The facility failed to provide appropriate treatment and care for several residents, as evidenced by multiple deficiencies in adhering to physician orders and facility protocols. For instance, Resident R1 was not weighed as ordered due to the unavailability of a CNA, and Resident R47 also missed a scheduled weight check without a documented reason. These lapses indicate a failure to follow the facility's policy on monitoring residents' nutritional health through regular weight checks. Resident R19, who has diabetes, experienced several instances of elevated blood glucose levels without the physician being notified, as required by the facility's diabetic protocol. Similarly, Resident R62 had low blood sugar readings, but the facility failed to implement the hypoglycemia protocol or notify the physician. These oversights in managing blood glucose levels demonstrate a lack of adherence to established protocols for diabetic care. Additionally, Resident R81, who is NPO and relies on tube feeding, was prescribed medications to be administered orally, contrary to their dietary restrictions. The facility also failed to administer mouthwash as ordered. Resident R90's venous ulcers were not assessed or documented in a timely manner, and several wound care treatments were not completed as ordered. Furthermore, Resident R203 and R253 did not have admission assessments completed, and Resident R253's refusal of medications was not communicated to the physician.
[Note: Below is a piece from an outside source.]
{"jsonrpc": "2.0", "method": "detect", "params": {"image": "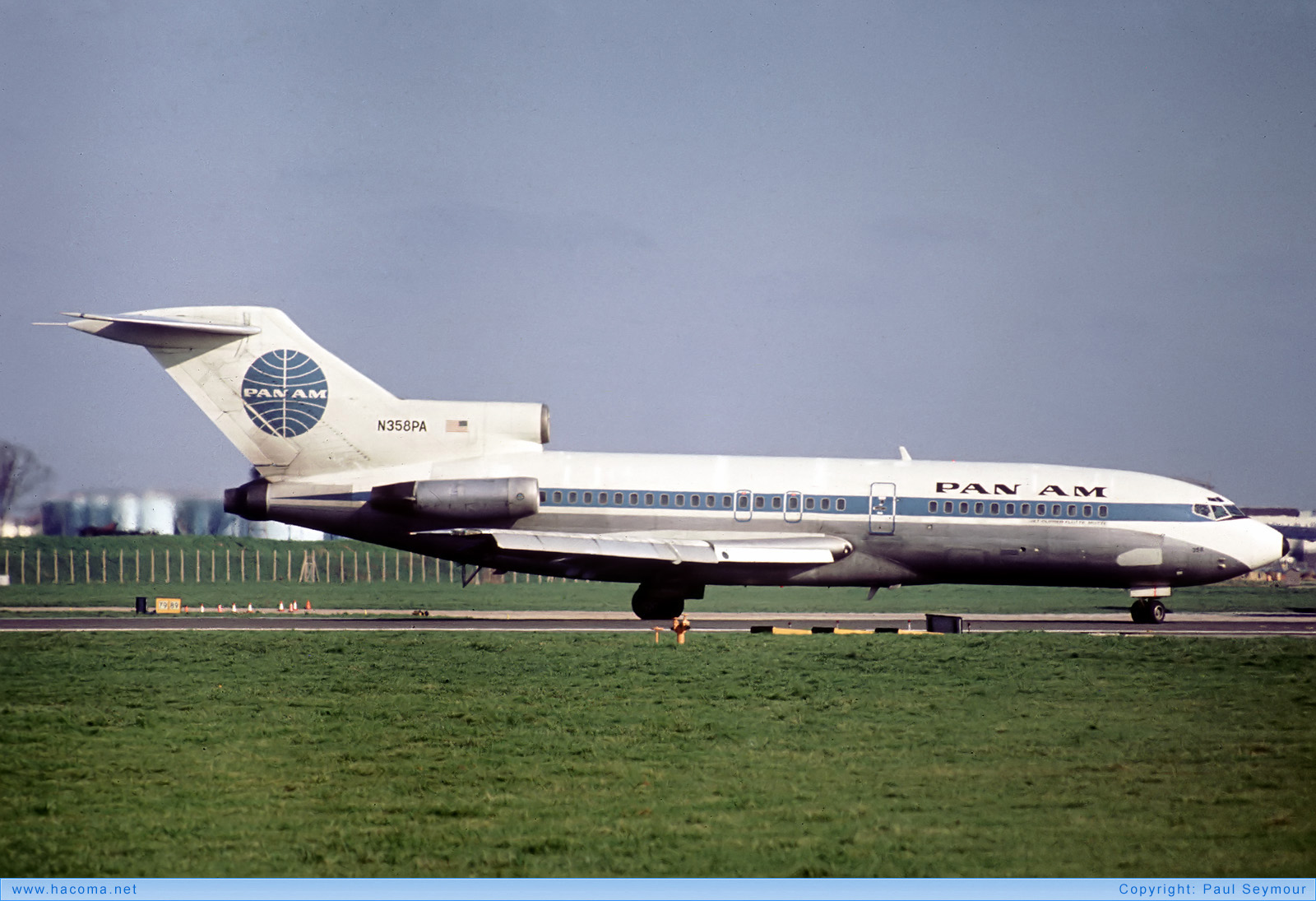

These deficiencies highlight significant gaps in the facility's care and documentation processes.

Plan Of Correction

The weight was obtained for R1, R19, and R47. Unable to correct assessments for R90 and R203. The provider was notified of R19's hypoglycemic issue. R62 no longer resides at the facility, unable to correct. R81 no longer resides at the facility, unable to correct. Provider was notified of R253 refusals. Moving forward, clinical morning meetings will include a review of quality of care items and follow-up by DON/designee. To prevent this from recurring, the Regional Director of Clinical Services (RDCS)/designee educated nursing staff on the weight policy, blood glucose policy, hypoglycemia policy, wound assessment, medication administration, documentation, admission assessment requirements, and notification of physician. To monitor and maintain ongoing compliance, the DON/designee will audit the facility activity report five times weekly for four weeks, then monthly for two months. Negative findings will be addressed. Ad Hoc education will be provided as needed. The results of the audits will be forwarded to the facility Quality Assurance Performance Improvement (QAPI) committee for further review and recommendations.